4 de mayo de 2012

MAYO, MES DE COMUNIONES

Mayo, mes de comuniones. Rito religioso que llenan los fines de semana las parroquias, de parroquianos vestidos de estreno, con zapatos nuevos y bolsillos sin suelas.

Pequeñas bodas, pequeños contrayentes de ilusiones, de ganas de que termine la ceremonia para asistir a la mayor fiesta en la que ellos serán los protagonistas. Acto social en que cada vez se diferencia menos de cualquier boda.

Padres que piden prestamos para no ser menos que cualquier otro. Asistentes que poco escuchan al párroco, cargados de cámaras de fotos y de video.

Mujeres que se pasan la misa haciendo reconocimiento de los ropajes de sus iguales y luciendo orgullosas modas y joyas.

Madres nerviosas, orgullosas de sus retoños. Abuelas de lágrimas fáciles, al ver sus pequeños descendientes como princesitas o pequeños almirantes. Padres de traje, con ganas de que acabe pronto todo, para regresar a casa sin corbatas. Encuentros familiares, con la excusa perfecta para reencontrarse. Asistentes que acuden algunos solos por obligación, otros por acompañar a la familia.

Ayer estuve de comunión. Uno de mis sobrinos era nuestro protagonista. Dejó de ser travieso al menos el rato que duró la misa. Luego fue el de siempre, un niño más.
Me hizo regresar en el tiempo y recordar la de mis hijos y la mía propia.

Aunque sólo recuerdo mi vestido largo, mi medalla de oro que me regaló una abuela, mi esclava y mi pequeña fiesta. Por aquellos entonces recuerdo que pedía perdón cada anochecer y prometía de rodillas que al día siguiente iba a ser mejor. Pero la mañana siguiente llegaba y no sé si era mejor, pero sí que volvía a inclinarme en una esquina de la cama llena de culpas por cualquier tontería de niños…

Gran observadora como soy, mientras asistía ayer a la iglesia me preguntaba si todo esto no era una pantomima más y si hemos perdido un poco, el verdadero sentido de la comunión o nos vemos obligados a realizarla como sólo un acto social para no quedar mal con la sociedad.

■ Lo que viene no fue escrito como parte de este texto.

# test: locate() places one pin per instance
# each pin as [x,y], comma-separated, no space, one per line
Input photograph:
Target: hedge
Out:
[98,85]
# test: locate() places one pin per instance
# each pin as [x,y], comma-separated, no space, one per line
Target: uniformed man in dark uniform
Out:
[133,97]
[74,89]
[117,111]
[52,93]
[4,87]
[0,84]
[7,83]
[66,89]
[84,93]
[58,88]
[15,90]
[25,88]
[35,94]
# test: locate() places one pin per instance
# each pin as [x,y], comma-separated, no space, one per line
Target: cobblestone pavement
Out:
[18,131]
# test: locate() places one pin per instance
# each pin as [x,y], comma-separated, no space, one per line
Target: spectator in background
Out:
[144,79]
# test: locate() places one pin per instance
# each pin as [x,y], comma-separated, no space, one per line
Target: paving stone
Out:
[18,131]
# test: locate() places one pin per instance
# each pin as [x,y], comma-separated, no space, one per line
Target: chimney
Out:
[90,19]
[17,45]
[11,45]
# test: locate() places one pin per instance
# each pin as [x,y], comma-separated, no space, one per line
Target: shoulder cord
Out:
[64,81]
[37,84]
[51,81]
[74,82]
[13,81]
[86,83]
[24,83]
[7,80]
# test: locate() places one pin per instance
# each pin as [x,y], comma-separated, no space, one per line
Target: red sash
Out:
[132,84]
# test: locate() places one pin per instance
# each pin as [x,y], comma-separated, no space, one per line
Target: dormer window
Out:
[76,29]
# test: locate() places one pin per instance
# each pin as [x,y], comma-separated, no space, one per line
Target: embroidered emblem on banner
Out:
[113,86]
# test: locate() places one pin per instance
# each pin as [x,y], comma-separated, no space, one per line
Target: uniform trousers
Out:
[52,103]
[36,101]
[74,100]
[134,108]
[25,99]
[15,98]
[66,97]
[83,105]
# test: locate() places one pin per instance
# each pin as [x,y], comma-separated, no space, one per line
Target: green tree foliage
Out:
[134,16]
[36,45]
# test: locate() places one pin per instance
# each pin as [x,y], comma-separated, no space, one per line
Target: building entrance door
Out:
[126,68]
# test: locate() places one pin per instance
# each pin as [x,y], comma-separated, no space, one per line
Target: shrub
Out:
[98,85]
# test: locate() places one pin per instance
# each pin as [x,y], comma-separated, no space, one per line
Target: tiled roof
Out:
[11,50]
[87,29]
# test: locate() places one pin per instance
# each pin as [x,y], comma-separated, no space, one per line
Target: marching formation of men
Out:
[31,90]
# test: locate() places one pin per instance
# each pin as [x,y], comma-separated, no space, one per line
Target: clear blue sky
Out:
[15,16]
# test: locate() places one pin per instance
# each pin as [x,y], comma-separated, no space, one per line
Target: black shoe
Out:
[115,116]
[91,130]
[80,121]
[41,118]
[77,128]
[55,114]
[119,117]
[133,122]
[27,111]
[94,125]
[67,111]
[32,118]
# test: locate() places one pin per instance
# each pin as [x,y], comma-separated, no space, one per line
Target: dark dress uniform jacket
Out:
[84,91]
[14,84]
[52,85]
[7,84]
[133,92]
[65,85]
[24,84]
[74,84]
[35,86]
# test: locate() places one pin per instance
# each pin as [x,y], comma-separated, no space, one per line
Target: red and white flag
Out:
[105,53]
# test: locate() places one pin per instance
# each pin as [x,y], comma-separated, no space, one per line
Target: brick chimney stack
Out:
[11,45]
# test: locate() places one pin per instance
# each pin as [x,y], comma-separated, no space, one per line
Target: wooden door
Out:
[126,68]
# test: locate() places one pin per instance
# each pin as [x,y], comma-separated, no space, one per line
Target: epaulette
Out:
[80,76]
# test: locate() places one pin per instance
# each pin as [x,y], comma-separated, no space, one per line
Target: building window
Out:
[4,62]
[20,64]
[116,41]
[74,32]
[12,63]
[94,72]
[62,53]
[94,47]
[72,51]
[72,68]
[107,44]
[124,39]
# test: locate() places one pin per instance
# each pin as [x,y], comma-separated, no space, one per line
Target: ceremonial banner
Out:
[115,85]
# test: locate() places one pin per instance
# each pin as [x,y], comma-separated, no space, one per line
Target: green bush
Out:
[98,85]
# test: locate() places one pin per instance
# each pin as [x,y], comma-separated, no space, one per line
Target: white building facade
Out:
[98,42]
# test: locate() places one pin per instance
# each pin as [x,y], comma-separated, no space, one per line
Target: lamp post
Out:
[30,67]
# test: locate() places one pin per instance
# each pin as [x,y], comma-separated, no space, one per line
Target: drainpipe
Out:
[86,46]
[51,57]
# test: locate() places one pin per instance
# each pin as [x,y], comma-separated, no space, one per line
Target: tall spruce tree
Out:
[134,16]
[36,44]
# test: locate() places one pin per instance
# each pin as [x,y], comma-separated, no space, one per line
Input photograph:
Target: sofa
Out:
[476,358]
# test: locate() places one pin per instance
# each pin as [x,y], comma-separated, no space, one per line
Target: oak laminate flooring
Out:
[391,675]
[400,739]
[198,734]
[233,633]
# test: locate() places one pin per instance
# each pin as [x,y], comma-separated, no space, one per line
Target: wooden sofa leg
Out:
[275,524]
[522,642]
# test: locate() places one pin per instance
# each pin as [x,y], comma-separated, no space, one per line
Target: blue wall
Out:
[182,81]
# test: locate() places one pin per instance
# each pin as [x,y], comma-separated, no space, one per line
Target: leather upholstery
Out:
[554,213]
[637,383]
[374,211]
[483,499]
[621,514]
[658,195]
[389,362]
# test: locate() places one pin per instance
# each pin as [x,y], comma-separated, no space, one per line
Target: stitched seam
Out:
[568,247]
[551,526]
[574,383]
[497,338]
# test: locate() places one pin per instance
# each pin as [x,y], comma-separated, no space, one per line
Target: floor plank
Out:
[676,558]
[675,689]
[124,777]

No veo mal que se realice, ni que se pierda la costumbre, quienes crean, pero… ¿no podría ser más sencilla y menos actuada?

8 comentarios:

  1. Comunión es igual a gran fiesta vestida de princesa o de almirante. El verdadero significado se perdió en el camino, en algún cruce o simplemente se esfumó. La tuya me recuerda a la mía, Mariose.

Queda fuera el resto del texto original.